20. Furthermore, and as Mr Kotas submitted, Mr Claire's approach was consistent with the case of MAB (para 399; "unduly harsh") [2015] UKUT 435, which he had relied upon before the First-tier Tribunal. That case had since been discredited in MA (Pakistan) in favour of KMO, in which the correct approach to the question of "unduly harsh" was not to consider the best interests of the child as determinative, but to consider it as part of a balancing exercise, albeit as a primary consideration. That is exactly what the judge did at [48]. There were clearly significant public interest considerations in the appellant's case weighing against her, including her seriously adverse immigration history and breach of a deportation order, her use of different identities and her criminal offending. The judge was entitled to consider these factors when assessing the question of "unduly harsh", although it is clear that the best interests of the children remained in the forefront of his mind and a primary consideration.

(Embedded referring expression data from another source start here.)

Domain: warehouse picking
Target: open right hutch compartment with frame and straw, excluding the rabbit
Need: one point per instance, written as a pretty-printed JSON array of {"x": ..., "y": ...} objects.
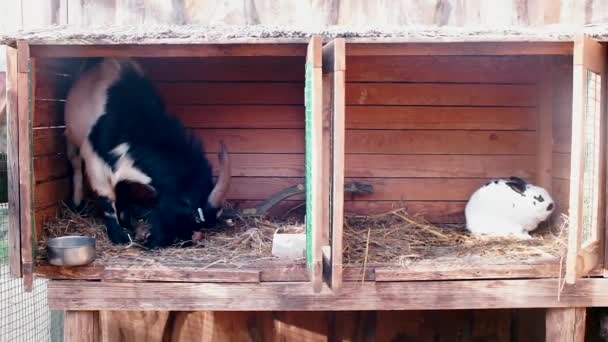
[{"x": 427, "y": 124}]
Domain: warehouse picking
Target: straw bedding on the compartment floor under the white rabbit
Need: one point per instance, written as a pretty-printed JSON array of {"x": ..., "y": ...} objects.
[{"x": 399, "y": 238}]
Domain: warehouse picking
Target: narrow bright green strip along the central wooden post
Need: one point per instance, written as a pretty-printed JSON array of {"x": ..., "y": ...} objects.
[{"x": 308, "y": 161}]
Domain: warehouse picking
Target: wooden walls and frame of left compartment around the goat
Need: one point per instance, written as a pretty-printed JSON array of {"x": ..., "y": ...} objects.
[{"x": 251, "y": 96}]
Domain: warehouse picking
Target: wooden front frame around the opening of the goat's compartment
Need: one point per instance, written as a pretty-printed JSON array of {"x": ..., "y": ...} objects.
[{"x": 187, "y": 273}]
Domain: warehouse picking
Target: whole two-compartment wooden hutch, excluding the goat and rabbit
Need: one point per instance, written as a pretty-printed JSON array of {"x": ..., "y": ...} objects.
[{"x": 425, "y": 122}]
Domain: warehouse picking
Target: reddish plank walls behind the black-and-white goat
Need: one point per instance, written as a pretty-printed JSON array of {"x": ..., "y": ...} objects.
[{"x": 253, "y": 104}]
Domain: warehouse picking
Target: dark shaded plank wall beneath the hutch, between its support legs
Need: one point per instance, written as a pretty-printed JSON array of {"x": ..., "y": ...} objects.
[{"x": 462, "y": 325}]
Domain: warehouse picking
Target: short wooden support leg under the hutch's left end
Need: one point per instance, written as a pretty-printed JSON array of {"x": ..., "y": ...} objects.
[{"x": 81, "y": 326}]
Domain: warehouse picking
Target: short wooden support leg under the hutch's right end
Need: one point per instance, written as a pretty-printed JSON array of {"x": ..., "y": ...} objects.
[{"x": 565, "y": 325}]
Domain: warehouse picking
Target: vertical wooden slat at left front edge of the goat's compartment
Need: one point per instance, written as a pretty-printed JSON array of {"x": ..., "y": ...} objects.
[{"x": 25, "y": 91}]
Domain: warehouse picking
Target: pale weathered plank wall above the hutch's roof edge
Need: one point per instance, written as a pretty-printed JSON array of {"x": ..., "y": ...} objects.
[{"x": 87, "y": 13}]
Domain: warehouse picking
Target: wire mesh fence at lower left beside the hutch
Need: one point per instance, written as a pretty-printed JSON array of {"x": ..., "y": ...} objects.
[{"x": 24, "y": 317}]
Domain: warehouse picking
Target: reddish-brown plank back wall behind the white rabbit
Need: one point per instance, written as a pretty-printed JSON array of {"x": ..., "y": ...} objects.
[{"x": 428, "y": 131}]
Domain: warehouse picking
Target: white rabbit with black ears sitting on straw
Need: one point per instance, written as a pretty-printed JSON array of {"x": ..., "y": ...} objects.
[{"x": 508, "y": 207}]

21. It seems to me, therefore, that the judge gave full and careful consideration to all relevant matters and reached a conclusion that was open to him on the evidence before him. For all of these reasons I conclude that the grounds of appeal do not disclose any errors of law in the First-tier Tribunal's decision.

DECISION

22. The appellant's appeal is accordingly dismissed. The making of the decision of the First-tier Tribunal did not involve an error on a point of law, such that the decision has to be set aside. I do not set aside the decision. The decision to dismiss the appellant's appeal therefore stands.

Anonymity

The First-tier Tribunal made an order for anonymity. I maintain that order pursuant to rule 14 of the Tribunal Procedure (Upper Tribunal) Rules 2008.